Достижения англиканской церкви в развитии чувства национального самосознания заключаются по большей части не в том, что она провозглашает, а в том, что благодаря ей стало возможным. Есть даже основания утверждать, что с установлением англиканской церкви установилась и Англия как таковая. Тем не менее это не значит, что англичане — люди набожные. Они выбирают религию как понравившуюся одежду или автомашину — с ее недосказанностью и известной надежностью, всегда доступную, когда понадобится. В каком-то смысле Англия страна вообще не протестантская. Любой школьник знает, что церковь нашей страны придумана, чтобы Генрих VIII мог получить развод. Как выразился проницательный наблюдатель своей новой родины Ральф Дарендорф, «ссора с Папой Римским и истинная Реформация — не одно и то же».

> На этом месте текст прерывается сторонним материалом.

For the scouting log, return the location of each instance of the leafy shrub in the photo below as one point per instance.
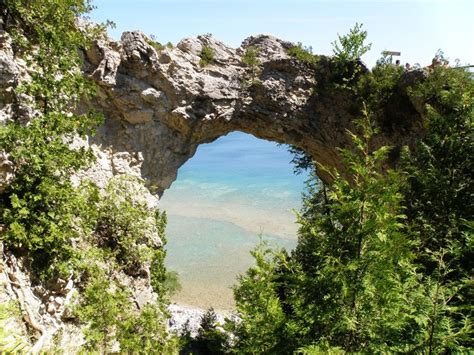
(107, 310)
(211, 339)
(41, 209)
(351, 46)
(304, 54)
(126, 225)
(207, 56)
(250, 57)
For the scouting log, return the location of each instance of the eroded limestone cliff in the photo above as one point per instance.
(160, 104)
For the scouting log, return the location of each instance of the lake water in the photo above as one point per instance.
(233, 192)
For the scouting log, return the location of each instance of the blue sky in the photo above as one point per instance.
(417, 28)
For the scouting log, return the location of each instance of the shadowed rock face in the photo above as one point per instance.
(161, 104)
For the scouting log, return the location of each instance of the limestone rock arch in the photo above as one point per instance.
(160, 104)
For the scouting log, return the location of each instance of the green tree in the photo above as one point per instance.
(351, 46)
(39, 209)
(263, 322)
(353, 259)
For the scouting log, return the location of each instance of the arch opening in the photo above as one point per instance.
(232, 191)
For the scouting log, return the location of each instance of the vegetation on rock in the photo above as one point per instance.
(384, 257)
(207, 56)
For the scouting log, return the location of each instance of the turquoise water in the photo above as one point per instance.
(233, 192)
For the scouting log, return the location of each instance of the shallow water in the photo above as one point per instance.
(233, 192)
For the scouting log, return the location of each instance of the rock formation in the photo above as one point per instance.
(160, 104)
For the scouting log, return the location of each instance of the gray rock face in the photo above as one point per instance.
(161, 104)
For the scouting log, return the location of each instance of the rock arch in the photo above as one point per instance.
(160, 104)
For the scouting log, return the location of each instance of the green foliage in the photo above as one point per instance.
(263, 321)
(10, 342)
(207, 56)
(172, 283)
(211, 338)
(157, 45)
(104, 306)
(110, 315)
(354, 259)
(302, 53)
(439, 202)
(384, 259)
(126, 225)
(146, 333)
(351, 46)
(250, 57)
(41, 207)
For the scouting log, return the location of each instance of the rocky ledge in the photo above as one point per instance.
(160, 103)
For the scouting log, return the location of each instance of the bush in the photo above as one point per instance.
(304, 54)
(250, 57)
(207, 56)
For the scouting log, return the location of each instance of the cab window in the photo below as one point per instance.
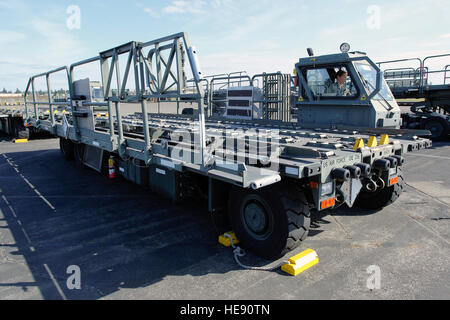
(330, 83)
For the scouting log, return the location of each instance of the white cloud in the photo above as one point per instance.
(185, 6)
(7, 36)
(151, 12)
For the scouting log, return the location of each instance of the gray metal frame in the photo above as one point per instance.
(297, 152)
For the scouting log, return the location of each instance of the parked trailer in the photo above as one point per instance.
(262, 178)
(12, 124)
(418, 84)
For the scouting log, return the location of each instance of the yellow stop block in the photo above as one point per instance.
(226, 241)
(384, 140)
(359, 143)
(301, 262)
(372, 142)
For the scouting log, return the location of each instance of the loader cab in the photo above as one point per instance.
(360, 98)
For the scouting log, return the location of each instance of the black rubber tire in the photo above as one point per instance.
(78, 152)
(381, 198)
(66, 147)
(288, 214)
(442, 128)
(20, 131)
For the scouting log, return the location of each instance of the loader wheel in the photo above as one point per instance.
(67, 148)
(20, 131)
(438, 127)
(269, 222)
(79, 154)
(381, 198)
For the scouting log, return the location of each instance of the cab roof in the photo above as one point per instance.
(330, 58)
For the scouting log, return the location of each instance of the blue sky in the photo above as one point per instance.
(230, 35)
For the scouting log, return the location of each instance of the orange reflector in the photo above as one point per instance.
(328, 203)
(314, 185)
(393, 181)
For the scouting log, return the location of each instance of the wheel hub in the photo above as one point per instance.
(255, 218)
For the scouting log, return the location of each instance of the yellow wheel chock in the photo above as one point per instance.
(301, 262)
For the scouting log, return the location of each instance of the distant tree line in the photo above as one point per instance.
(38, 92)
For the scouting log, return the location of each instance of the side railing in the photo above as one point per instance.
(159, 68)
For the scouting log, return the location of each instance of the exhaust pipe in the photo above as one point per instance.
(400, 160)
(355, 172)
(393, 161)
(365, 169)
(341, 174)
(382, 164)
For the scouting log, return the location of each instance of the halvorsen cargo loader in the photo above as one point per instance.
(261, 171)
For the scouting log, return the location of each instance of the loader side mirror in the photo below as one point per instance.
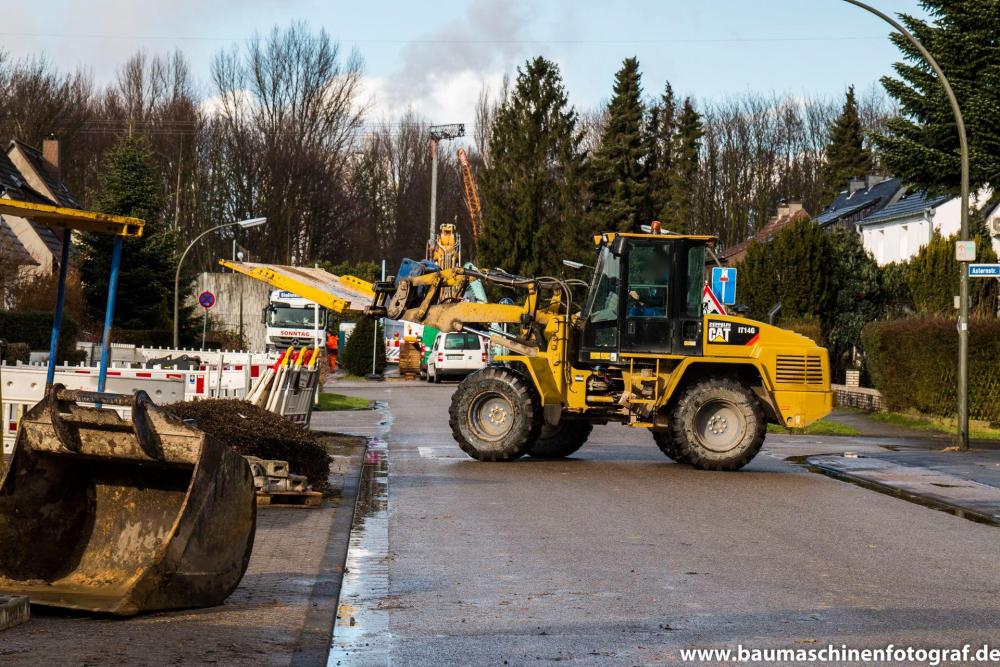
(618, 246)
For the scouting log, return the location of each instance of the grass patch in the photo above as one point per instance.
(978, 430)
(821, 427)
(340, 402)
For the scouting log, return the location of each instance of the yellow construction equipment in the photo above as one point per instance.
(638, 349)
(472, 204)
(103, 514)
(116, 515)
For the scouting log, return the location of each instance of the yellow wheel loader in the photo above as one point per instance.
(636, 349)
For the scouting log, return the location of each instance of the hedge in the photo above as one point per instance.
(914, 362)
(35, 330)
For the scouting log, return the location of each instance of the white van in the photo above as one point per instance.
(456, 355)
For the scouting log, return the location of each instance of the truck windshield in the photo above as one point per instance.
(304, 318)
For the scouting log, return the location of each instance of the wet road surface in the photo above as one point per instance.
(618, 556)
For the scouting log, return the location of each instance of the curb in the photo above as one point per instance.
(13, 611)
(314, 639)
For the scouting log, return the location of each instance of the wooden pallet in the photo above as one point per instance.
(290, 499)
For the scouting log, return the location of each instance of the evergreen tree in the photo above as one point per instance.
(618, 168)
(661, 129)
(933, 276)
(679, 211)
(846, 155)
(858, 298)
(532, 184)
(128, 185)
(785, 270)
(356, 357)
(921, 144)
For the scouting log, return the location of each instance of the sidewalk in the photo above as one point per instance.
(908, 463)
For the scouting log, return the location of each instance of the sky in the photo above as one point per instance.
(435, 57)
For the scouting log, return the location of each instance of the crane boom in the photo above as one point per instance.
(336, 293)
(471, 194)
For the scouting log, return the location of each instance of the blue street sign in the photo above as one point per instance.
(724, 284)
(984, 270)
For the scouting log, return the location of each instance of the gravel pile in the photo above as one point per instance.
(253, 431)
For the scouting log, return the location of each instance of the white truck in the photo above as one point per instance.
(292, 320)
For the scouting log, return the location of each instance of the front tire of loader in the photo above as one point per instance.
(718, 424)
(670, 447)
(562, 440)
(495, 414)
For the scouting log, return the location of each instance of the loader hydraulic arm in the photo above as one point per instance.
(418, 299)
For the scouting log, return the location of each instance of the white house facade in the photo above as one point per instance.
(900, 230)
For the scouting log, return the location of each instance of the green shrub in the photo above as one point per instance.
(35, 330)
(914, 362)
(357, 355)
(809, 328)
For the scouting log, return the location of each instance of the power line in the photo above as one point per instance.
(460, 42)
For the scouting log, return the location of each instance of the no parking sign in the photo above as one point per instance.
(206, 299)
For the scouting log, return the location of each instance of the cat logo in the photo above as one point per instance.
(718, 332)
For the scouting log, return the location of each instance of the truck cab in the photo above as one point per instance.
(292, 320)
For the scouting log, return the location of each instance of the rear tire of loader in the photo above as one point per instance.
(562, 440)
(718, 424)
(670, 447)
(495, 414)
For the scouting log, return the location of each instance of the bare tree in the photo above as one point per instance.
(288, 119)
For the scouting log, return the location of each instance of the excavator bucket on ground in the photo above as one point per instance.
(103, 514)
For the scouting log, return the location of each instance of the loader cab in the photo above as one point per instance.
(645, 298)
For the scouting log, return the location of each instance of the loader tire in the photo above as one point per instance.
(718, 424)
(495, 414)
(669, 446)
(557, 442)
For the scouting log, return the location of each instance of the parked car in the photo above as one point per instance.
(455, 355)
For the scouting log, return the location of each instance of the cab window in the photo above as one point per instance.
(649, 269)
(461, 341)
(601, 311)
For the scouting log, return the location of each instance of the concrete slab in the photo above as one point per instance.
(13, 611)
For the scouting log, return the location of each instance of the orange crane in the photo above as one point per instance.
(471, 195)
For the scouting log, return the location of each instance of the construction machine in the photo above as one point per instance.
(636, 349)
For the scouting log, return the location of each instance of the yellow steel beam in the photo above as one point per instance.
(304, 282)
(358, 285)
(73, 218)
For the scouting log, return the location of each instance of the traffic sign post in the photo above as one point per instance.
(724, 284)
(984, 270)
(206, 300)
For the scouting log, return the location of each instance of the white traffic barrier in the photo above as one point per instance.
(23, 386)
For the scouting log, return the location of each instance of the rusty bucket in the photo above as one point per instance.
(103, 514)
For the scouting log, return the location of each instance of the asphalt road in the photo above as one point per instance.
(618, 556)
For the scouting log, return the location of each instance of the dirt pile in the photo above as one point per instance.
(253, 431)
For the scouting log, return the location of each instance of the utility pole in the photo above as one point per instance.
(439, 132)
(963, 289)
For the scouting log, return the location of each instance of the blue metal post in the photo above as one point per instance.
(50, 375)
(109, 314)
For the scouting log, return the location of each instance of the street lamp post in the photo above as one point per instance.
(963, 289)
(244, 224)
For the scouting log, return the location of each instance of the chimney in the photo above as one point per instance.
(872, 179)
(50, 153)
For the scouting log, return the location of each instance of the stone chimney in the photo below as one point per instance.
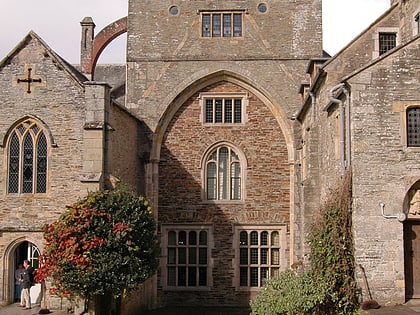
(86, 44)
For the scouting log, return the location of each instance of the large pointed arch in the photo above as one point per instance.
(199, 81)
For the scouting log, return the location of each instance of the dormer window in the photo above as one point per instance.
(221, 24)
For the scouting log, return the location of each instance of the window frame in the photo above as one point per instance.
(281, 247)
(28, 131)
(407, 136)
(214, 96)
(376, 36)
(241, 160)
(165, 229)
(223, 27)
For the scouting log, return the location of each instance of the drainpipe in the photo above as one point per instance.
(312, 95)
(348, 139)
(341, 111)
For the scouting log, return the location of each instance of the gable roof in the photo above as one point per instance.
(74, 74)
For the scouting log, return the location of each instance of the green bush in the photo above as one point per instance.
(291, 293)
(328, 287)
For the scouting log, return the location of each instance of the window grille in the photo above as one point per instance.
(387, 41)
(223, 175)
(187, 257)
(223, 110)
(226, 24)
(413, 127)
(259, 256)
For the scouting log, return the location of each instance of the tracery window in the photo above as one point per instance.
(260, 254)
(27, 159)
(223, 108)
(223, 174)
(221, 24)
(187, 250)
(387, 41)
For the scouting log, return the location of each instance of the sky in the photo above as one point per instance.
(58, 23)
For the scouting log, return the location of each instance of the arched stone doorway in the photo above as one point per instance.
(15, 254)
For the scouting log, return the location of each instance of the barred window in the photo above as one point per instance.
(188, 254)
(260, 255)
(387, 41)
(223, 175)
(27, 167)
(223, 108)
(413, 127)
(221, 24)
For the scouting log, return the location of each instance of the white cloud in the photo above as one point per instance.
(58, 23)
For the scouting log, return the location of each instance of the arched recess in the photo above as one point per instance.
(104, 37)
(28, 117)
(185, 90)
(9, 262)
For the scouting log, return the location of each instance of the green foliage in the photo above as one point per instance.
(329, 286)
(103, 243)
(332, 257)
(291, 293)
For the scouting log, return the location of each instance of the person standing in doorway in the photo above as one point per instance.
(18, 282)
(25, 298)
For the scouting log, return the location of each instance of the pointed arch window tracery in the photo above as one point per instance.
(28, 159)
(224, 174)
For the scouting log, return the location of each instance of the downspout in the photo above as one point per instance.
(348, 139)
(341, 111)
(312, 95)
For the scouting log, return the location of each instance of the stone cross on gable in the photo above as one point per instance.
(28, 79)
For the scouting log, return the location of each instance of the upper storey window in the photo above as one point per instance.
(27, 160)
(223, 108)
(413, 127)
(387, 41)
(221, 24)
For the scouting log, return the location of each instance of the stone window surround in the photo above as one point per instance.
(203, 166)
(281, 228)
(245, 102)
(375, 37)
(222, 12)
(45, 132)
(165, 228)
(401, 107)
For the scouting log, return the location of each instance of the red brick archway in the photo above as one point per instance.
(101, 40)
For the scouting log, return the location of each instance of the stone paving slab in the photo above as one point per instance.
(15, 309)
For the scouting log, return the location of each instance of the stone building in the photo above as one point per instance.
(206, 120)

Англиканская церковь сегодня стала институтом, который просто бесит, потому что именно такая религия нравится англичанам — прагматичная, удобная и ненавязчивая. Неудивительно, что множество английских писателей предпочли волнующие определенности католицизма. Просто невозможно написать такой роман, как «Сила и слава» Грэма Грина, о церкви, построенной на убеждении, что обо всем можно договориться за чашкой чая. Минуло почти четыре столетия с лучших времен англиканских проповедей, и творения последних ярких представителей англиканизма в литературе — Розы Маколей, Дороти Ли Сейерс, Джона Бетчемана, Стиви Смит — уже не звучат с такой силой, как произведения поэта-католика, такого как Джерард Мэнли Хопкинс. Никто, почитав Троллопа или даже Барбару Пим, не поверит, что у англиканской церкви есть некая миссия по отношению к бедным и угнетенным. Она остается тем, чем была всегда: удобным средством, которое придумали из политических соображений монархи династии Тюдоров и в котором традиционная Троица увеличена до пяти ипостасей, включая монархию и парламент. Достижением англиканства можно считать то, что он ловко укротил глубоко заложенный в англичанах антиклерикализм (в одном из моих любимых деревенских названий — Брэдфилд-Комбаст — увековечено сожжение в 1327 году бушевавшей толпой из якобы 40 000 человек Брэдфилд-Холла, владельцем которого был аббат Бери Сент Эдмундс) и вплел Церковь в структуру государства.